Step 8: Run Inference Code

Create an inference script named inference.py in the llama-stack folder:

from llama_stack_client import LlamaStackClient
from llama_stack_client.types import UserMessage

# Initialize the client
client = LlamaStackClient(base_url="http://localhost:5001")

# Define the user message
user_message = UserMessage(
    content="Hello, can you write a short poem about the stars?",
    role="user",
)

# Perform chat completion
response = client.inference.chat_completion(
    messages=[user_message],
    model_id="meta-llama/Llama-3.2-3B-Instruct",  # Ensure this model ID is available on your server
    stream=False,
)

# Print the response
if response.completion_message:
    print(response.completion_message.content)
else:
    print("No completion message received.")

Run it using:

python inference.py

Sample Output:

Here is a short poem about the stars:

Twinkling diamonds in the night,
A celestial show, a wondrous sight.
The stars up high, a twinkling sea,
A million points of light, for you and me.

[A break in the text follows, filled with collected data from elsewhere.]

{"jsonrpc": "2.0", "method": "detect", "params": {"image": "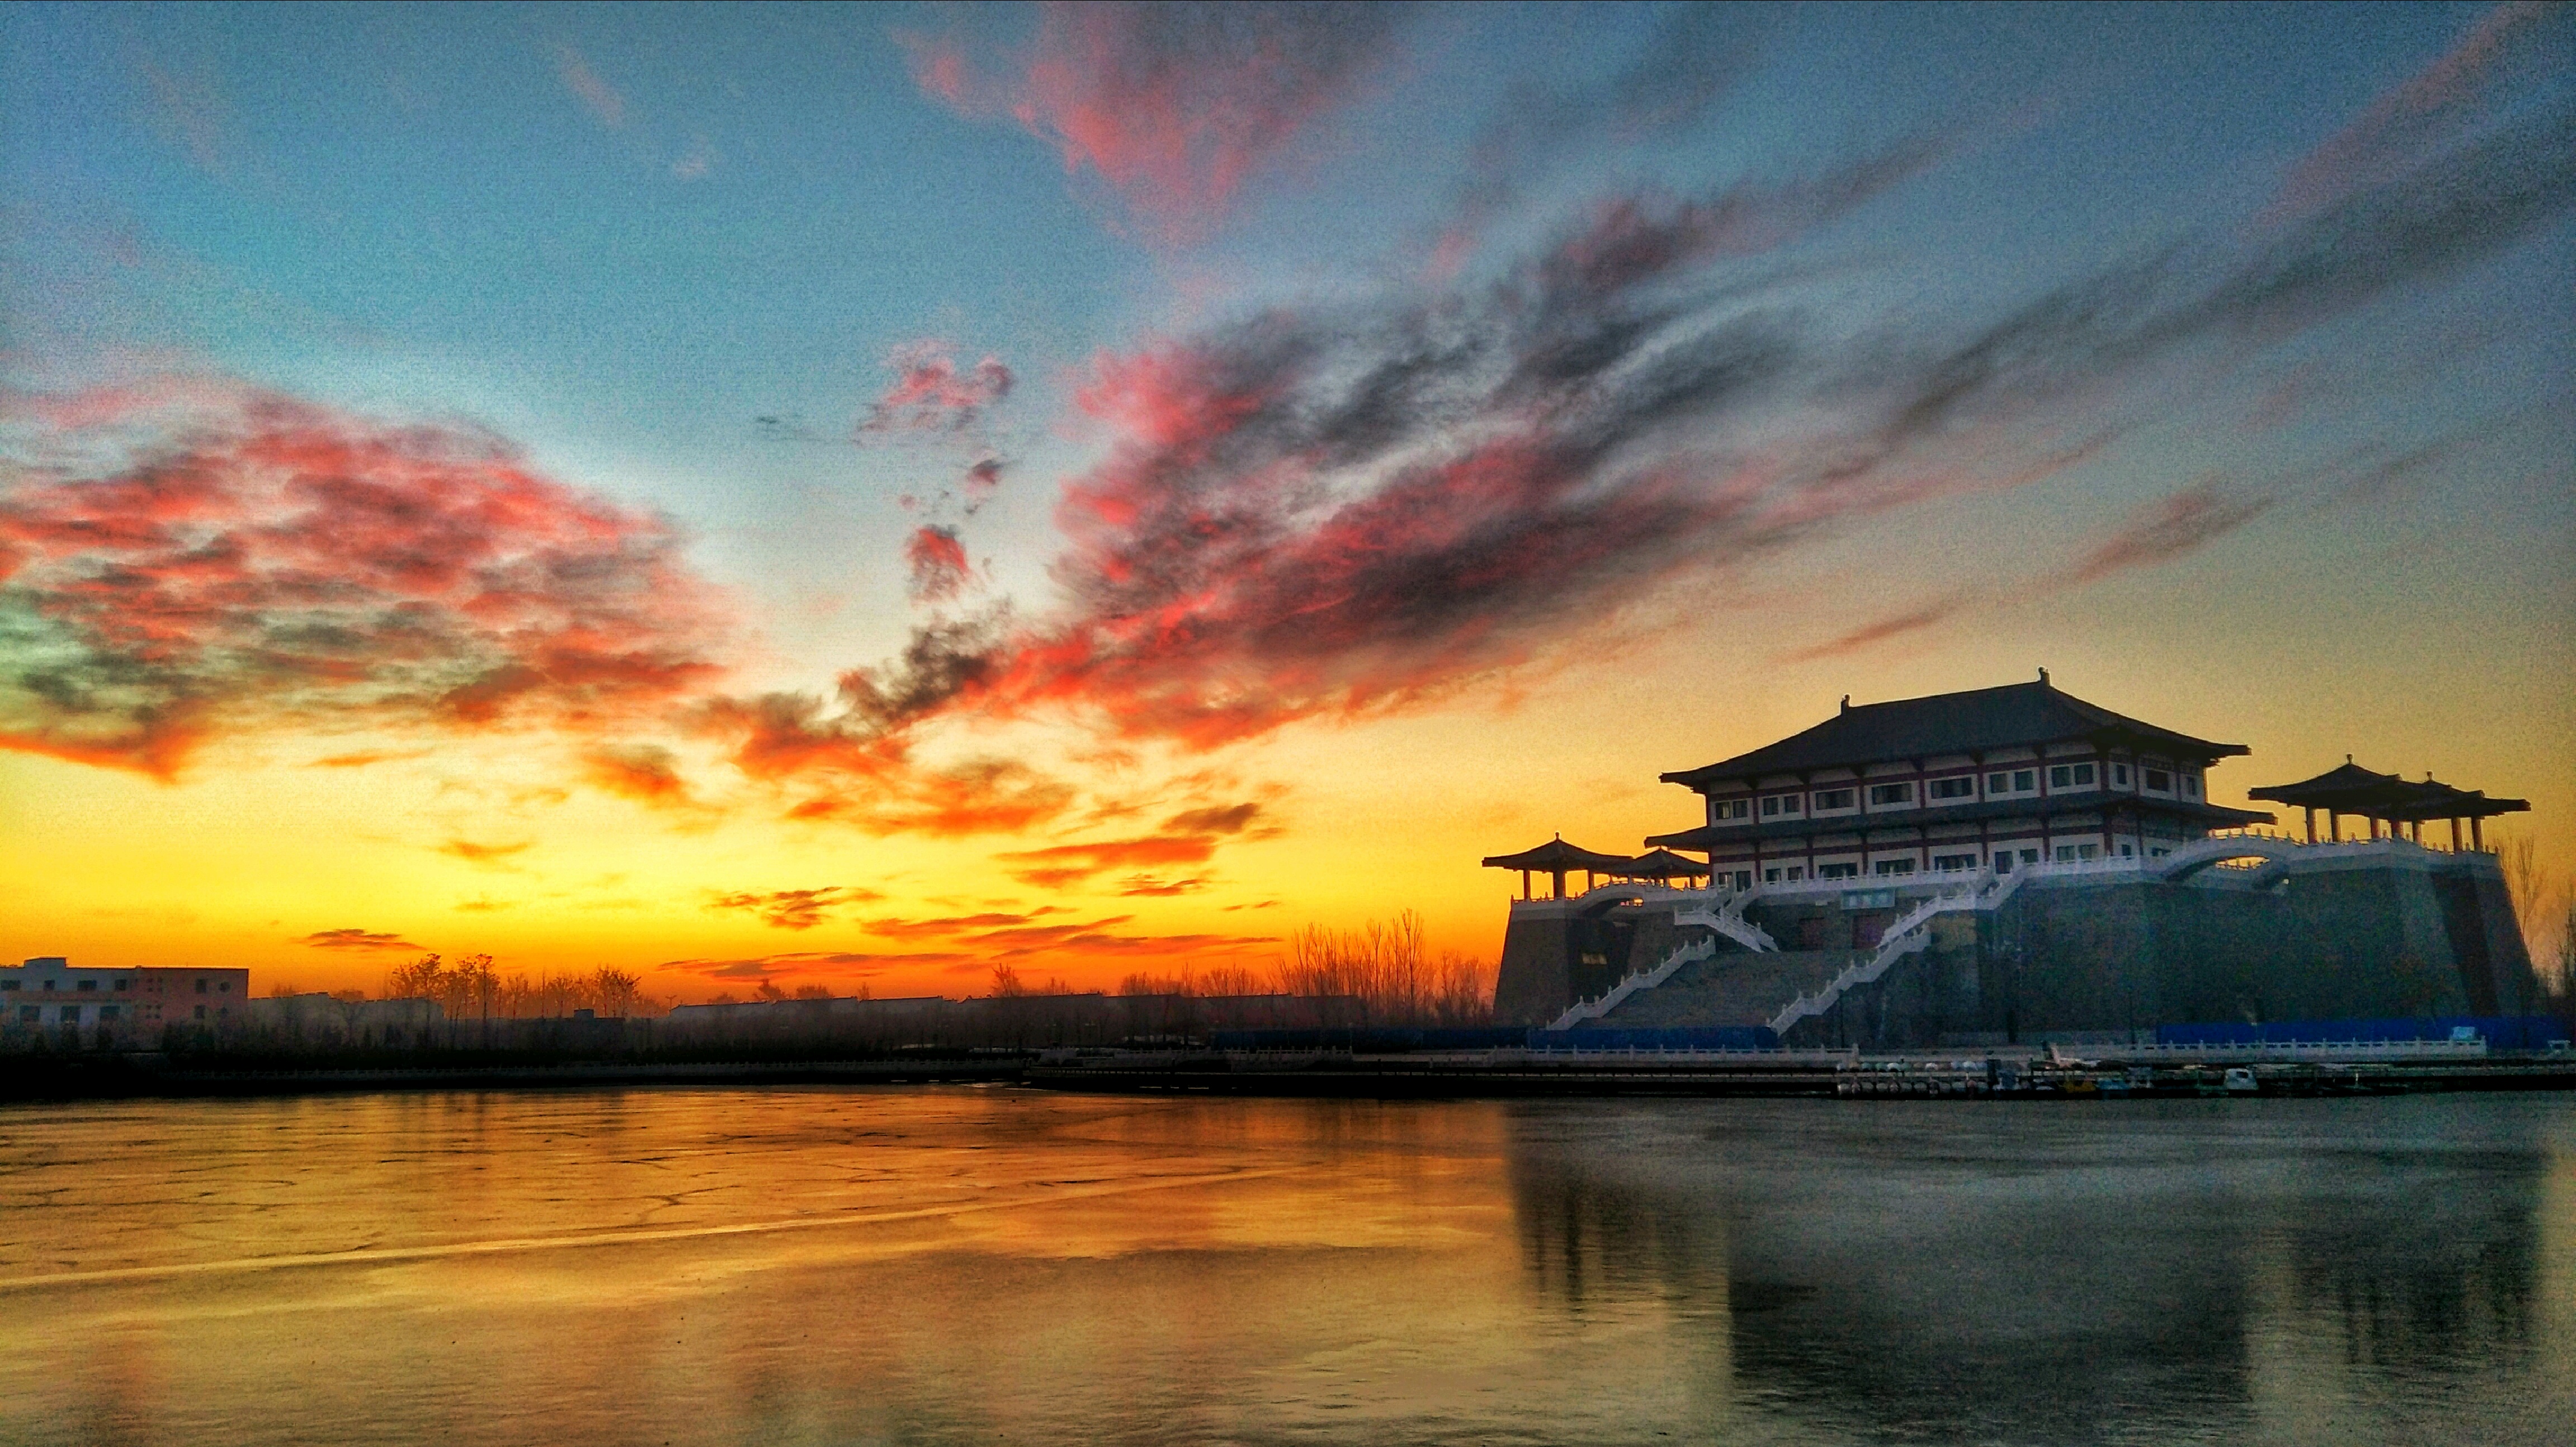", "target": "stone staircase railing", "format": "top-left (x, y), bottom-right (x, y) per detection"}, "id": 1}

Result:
top-left (1543, 936), bottom-right (1717, 1032)
top-left (1671, 893), bottom-right (1778, 953)
top-left (1765, 871), bottom-right (2026, 1036)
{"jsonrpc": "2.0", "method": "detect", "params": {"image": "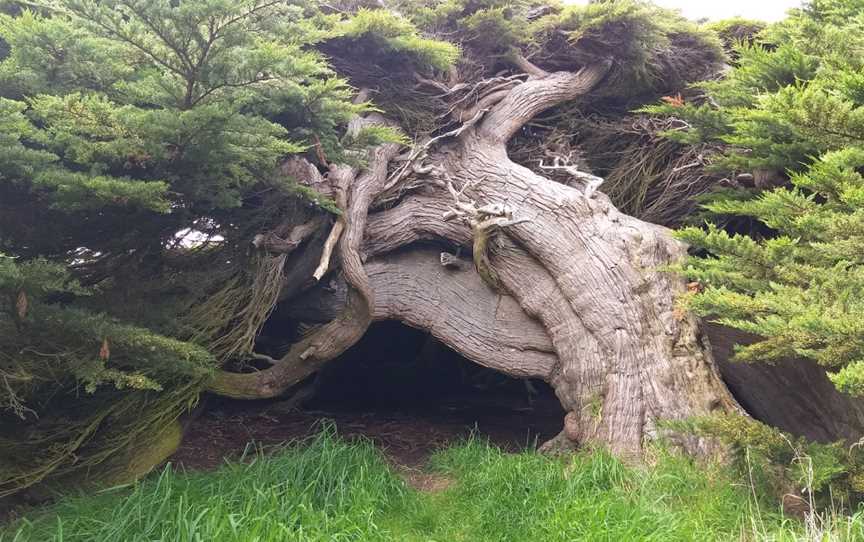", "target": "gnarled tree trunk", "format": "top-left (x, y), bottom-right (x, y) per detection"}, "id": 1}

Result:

Their gentle sparkle, a guiding light,
A beacon in the darkness, shining bright.
In the vast expanse, of space and time,
The stars remain, a constant rhyme.

Their beauty is, a gift to see,
A reminder of, the mystery.
Of the universe, and all its might,
The stars shine on, through the dark of night.

Conclusion

You have successfully installed and configured Llama Stack. You can now use it for inference and explore its capabilities further. Happy coding!